Vale a pena ressaltar que a escolha por fazer os quadrinhos em preto e branco fomentou uma carga dramática ainda maior à história. Outro ponto a se destacar é o cuidado com os detalhes. O piso, as paredes, o vestuário, os objetos dos ambientes e até as imperfeições do rosto de alguns personagens são mantidos todas as vezes que eles aparecem – haja vista um dos amigos do protagonista ter a pele coberta por acnes e essa característica é perceptível em cada quadrinho onde ele está retratado. As bordas dos quadrinhos apresentam decorações diferentes umas das outras. Assim, ora flores ou figuras geométricas as compõem ora são finalizadas com a extensão do cenário. Ou seja, as páginas finalizam com o tecido de alguma roupa, com árvores, as águas do rio, o céu, as pedras do calçamento:





Em outros momentos, a composição de algumas imagens está pautada na perspectiva e na ilusão de ótica:




Poderíamos dizer, para usar um termo mais literário, que a imagem acima nos leva a um mise en abyme quando a examinamos com mais atenção.


Logo, ao atualizar a chronica phantástica de Carneiro Vilela, realizando uma viagem de 150 anos (1872-2022), Roberta Cirne nos presenteia com um trabalho artístico carregado de beleza, dedicação e muita pesquisa – haja vista as referências ao istmo, que liga as cidades de Olinda e Recife, e à Cruz do Patrão, ponto central de alguns episódios da narrativa. Tais caracteres são perceptíveis nas ilustrações e nas suas associações com as falas dos personagens.


As assombrações de Pernambuco ganham novos ânimos, nossa cultura se enriquece e a memória afetiva e cultural cada vez mais se solidifica. Os traços da quadrinista vai mais além do que contar histórias antigas contadas em roupagem nova. Eles perpetuam algo intrínseco e vital para nós: nossa identidade.

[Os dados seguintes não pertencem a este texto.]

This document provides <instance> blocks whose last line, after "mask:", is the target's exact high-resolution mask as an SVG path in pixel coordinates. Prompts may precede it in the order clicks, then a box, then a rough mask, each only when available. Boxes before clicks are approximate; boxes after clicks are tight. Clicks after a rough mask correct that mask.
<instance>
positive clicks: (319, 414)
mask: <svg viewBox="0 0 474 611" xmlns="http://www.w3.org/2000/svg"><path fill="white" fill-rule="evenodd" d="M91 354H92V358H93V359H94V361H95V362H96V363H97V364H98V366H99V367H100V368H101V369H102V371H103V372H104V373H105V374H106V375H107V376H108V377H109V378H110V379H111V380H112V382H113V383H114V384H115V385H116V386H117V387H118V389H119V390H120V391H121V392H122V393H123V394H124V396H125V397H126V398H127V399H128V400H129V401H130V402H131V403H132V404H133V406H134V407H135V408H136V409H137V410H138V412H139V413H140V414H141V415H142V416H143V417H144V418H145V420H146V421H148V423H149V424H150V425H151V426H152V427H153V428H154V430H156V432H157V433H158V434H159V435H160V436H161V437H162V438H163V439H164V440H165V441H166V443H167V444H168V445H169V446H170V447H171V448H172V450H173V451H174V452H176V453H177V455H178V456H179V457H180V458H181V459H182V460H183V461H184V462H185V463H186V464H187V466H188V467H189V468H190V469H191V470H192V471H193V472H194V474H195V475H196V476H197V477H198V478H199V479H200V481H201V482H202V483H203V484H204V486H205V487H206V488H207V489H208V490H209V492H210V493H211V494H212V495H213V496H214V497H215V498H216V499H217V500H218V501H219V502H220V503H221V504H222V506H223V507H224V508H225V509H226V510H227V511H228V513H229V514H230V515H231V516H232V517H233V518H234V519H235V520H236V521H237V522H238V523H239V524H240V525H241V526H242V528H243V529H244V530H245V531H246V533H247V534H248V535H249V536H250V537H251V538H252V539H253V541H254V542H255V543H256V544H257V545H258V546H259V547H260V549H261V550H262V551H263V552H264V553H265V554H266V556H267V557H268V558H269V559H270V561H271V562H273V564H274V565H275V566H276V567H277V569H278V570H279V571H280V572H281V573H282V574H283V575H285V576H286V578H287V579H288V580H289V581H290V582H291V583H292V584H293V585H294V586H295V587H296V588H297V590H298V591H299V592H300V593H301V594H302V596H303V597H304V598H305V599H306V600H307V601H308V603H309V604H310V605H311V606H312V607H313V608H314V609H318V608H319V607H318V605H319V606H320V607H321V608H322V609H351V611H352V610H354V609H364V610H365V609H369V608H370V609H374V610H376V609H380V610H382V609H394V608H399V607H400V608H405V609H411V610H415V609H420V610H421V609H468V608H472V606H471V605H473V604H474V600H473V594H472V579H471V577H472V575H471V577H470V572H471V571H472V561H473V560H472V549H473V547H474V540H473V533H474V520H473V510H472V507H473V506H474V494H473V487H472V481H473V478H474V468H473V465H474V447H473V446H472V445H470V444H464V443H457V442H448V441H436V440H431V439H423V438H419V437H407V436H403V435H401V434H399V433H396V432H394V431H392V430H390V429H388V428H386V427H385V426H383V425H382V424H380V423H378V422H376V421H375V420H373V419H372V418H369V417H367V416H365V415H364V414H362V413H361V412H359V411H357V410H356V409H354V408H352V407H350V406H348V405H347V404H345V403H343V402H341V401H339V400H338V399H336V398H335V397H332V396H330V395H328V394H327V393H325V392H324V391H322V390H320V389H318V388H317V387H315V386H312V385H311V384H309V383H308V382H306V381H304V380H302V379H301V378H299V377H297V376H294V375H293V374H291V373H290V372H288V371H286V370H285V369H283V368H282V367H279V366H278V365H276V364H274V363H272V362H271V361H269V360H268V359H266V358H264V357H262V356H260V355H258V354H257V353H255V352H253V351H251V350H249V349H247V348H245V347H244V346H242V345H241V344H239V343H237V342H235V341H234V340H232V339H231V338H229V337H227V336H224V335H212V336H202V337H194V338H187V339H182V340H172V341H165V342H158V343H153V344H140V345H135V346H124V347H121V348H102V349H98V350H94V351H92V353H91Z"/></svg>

**Carneiro Vilela (Recife, 1846-1913), foi juiz, bibliotecário, jornalista, poeta, comediógrafo, pintor de quadros e criador de cenários teatrais, além de escritor. Escreveu cerca de 14 romances, dos quais o mais conhecido é A emparedada da Rua Nova, publicado em capítulos semanais no Jornal Pequeno, do Recife, entre agosto de 1909 e janeiro de 1912, que causou grande comoção na sociedade da época, levando muita gente a acreditar - como ainda hoje -, que a história reproduzia um drama real. Escreveu também artigos, contos e crônicas. Versátil, chegava a escrever três folhetins por dia, segundo seu biógrafo, Luís Delgado. Carneiro Vilela foi fundador e primeiro presidente da Academia Pernambucana de Letras. Fonte: Cepe



 

Roberta Cirne é quadrinista, trabalha com ilustração desde 1992. Sua estreia nos quadrinhos se deu em 2006, com a obra Passos Perdidos, História Desenhada: A Presença Judaica em Pernambuco no Século XX, ilustrada por Roberta e Danielle Jaimes a partir de roteiro de Amaro Braga, que por sua vez adaptava o livro Passos Perdidos, História Recuperada: A Presença Judaica em Pernambuco, de Tânia Kaufman.  Publicou em parceria com Danielle e Amaro as HQs Heróis da Restauração Pernambucana (2008) e AfroHQ – História e cultura afro-brasileira e africana em quadrinhos (2010). Em 2017, criou o site Sombras do Recife, no qual passou a publicar HQs de terror inspiradas no folclore e tradição oral de Recife, sua cidade natal, trazendo personagens míticos como o Boca de Ouro, o Papa-figo e a Emparedada da Rua Nova. Um primeiro volume impresso da série, com duas histórias, foi lançado no ano seguinte financiado por crowdfunding através do site Catarse




Iaranda Barbosa, formada em Letras Português-Espanhol, pela UFPE, possui mestrado e doutorado em Teoria da Literatura pela mesma instituição. Salomé (Selo Mirada), novela histórica é sua primeira obra ficcional longa. A autora possui contos em antologias e revistas de arte, assim como diversos artigos científicos publicados em periódicos especializados em crítica literária.